MÜFTÜ BEYİN YAZISI
Ramazanda oruçlu bulunan kimse geceden niyetlenmiş olarak aşağıda açıklayacağımız orucu bozan hallerden birini bilerek kendi isteğiyle ve mecbur kalmadan yaparsa ve bundan sonra hastalık gibi orucu bozmayı mübah kılan bir özür de ortaya çıkmazsa veya bunlardan önce yolculuk durumu ortaya çıkmazsa hem kaza hem de keffâret gerekir.
Bunlardan birini geceden niyetlenmemiş kimse veya çocuk yaparsa yahut Ramazanda tutulamayan bir orucun kazası sırasında veya Ramazan dışı bir oruç sırasında yapılırsa, yahut unutularak, hata veya cebir altında olursa yahut hastalık veya yolculuk gibi şer'i özürler ortaya çıkarsa bunlardan ötürü keffâret gerekmez, yalnız kaza etmek gerekir.
Hem kaza hem de keffâret gerektiren durumları iki grupta toplamak mümkündür.

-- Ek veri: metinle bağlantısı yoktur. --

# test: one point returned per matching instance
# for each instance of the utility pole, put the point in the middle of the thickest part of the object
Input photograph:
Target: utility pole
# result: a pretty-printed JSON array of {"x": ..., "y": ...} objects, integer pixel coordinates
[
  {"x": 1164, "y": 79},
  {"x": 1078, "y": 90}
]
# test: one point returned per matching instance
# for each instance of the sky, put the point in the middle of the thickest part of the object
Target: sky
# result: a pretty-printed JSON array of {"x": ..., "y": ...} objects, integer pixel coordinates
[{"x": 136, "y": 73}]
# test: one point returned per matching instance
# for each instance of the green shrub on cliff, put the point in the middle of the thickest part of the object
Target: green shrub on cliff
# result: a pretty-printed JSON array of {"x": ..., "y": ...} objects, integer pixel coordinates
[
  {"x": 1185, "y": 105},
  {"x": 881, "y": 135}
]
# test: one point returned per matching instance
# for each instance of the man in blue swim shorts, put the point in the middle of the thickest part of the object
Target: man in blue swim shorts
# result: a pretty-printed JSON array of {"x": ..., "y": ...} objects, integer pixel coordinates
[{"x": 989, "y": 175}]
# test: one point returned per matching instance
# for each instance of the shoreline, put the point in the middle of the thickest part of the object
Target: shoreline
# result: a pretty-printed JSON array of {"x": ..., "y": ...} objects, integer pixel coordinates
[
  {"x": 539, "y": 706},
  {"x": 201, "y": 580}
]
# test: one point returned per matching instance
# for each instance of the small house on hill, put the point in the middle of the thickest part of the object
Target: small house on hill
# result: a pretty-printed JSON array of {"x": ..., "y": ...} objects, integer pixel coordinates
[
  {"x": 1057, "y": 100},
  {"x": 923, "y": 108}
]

1) Şer'î bir özür olmaksızın gıda veya gıda özelliği taşıyan her türlü maddeyi bilerek almak. Meselâ; bilerek yemek, içmek, ilâç almak, sigara içmek, afyon, haşhaş ve benzeri uyuşturucu maddeleri almak gibi. Çünkü bunlarda şehvet olduğu açıktır. Yemek, mutat olarak yenilecek olan her şeyi kapsamına alır. ekmek, çiğ veya pişmiş et çeşitleri, yağ, peynir, süt, meyveler, sebzeler, meyve suları, buğday, kavrulmuş arpa, su, kar, buz, dolu, karpuz, kavun, yaş olup temiz bulunan karpuz kabuğu, üzüm tanesi, taze üzüm yaprağı, yenilmesi mutat olan diğer yapraklar, bitkiler, herhangi bir ilâç, yenilmesi mutat olan toprak veya çamur ve benzeri ağız dışından içeri alınan maddeler yiyecek kapsamına girer. Bunların ağıza alınıp çiğnenmesi, tadının boğaza gitmesi ve yutulması orucu bozar, hem kaza ve hem keffâret gerekir. Tütün, nargile, enfiye ve emilen bir pastilin veya şekerin boğaza giden tadı da içkiler grubuna girer.
Ancak bu maddeler ağızda ezildikten sonra yutulmaz ve tadı da boğaza ulaşmamış olursa orucu bozmazlar.
Diğer yandan gıybet ettikten sonra, dedikodunun orucu bozduğunu, yine kan aldırdıktan sonra veya şehvetle öpüştükten sonra orucun bozulduğunu sanarak bilerek yemek de keffâreti gerektirir. Ancak bu konuda fakih bir kimse fetva verir de yemek yenirse kaza yeterli olur. Yine ağzına giren yağmur sularını yutmak veya eşinin tükrüğünü yutmak da keffâreti gerektirir. Çünkü bunlardan şehvet duyulur. Az miktarda tuz yemek de keffâreti gerektiren hallerdendir.
Bu konuda dayanılan delil, Hz. Aişe ( r.anhâ ) 'nin rivâyet ettiği; Oruç ancak girenden bozulur, çıkandan bozulmaz. hadisidir.
2) Cinsel arzuyu tam olarak tatmin etmek. Bu da ön veya arka uzuvlardan istekle cinsel temasta bulunmak suretiyle olur. Bu ilişkide boşalma olmasada temasın gerçekleşmesi ile cinsel ilişkide bulunan da, kendisiyle temas edilen de keffâretle yükümlü olur. Ancak temas edilenin yaşayan ve şehvet duyulabilecek yaşta bir insan olması şarttır.
Eğer bir kadın kendisini küçük çocuk veya akıl hastası ile cinsel temasta bulunmak için teslim etse, yine kendisine keffâret gerekir.
Bu konunun dayandığı delil, Ramazanda gündüz eşiyle cinsel temasta bulunan bedevî ile ligili olaydır. Hz. Peygamber bu bedeviye keffâret gerektiğine hükmetmişti. Bu keffâret de ya köle azat etmek yahut bunu bulamazsa veya gücü buna yetmezse peşpeşe iki ay oruç tutmaktır. Eğer iki ay peşpeşe oruç tutmaktan da âciz olursa altmış yoksulu doyurmaktır.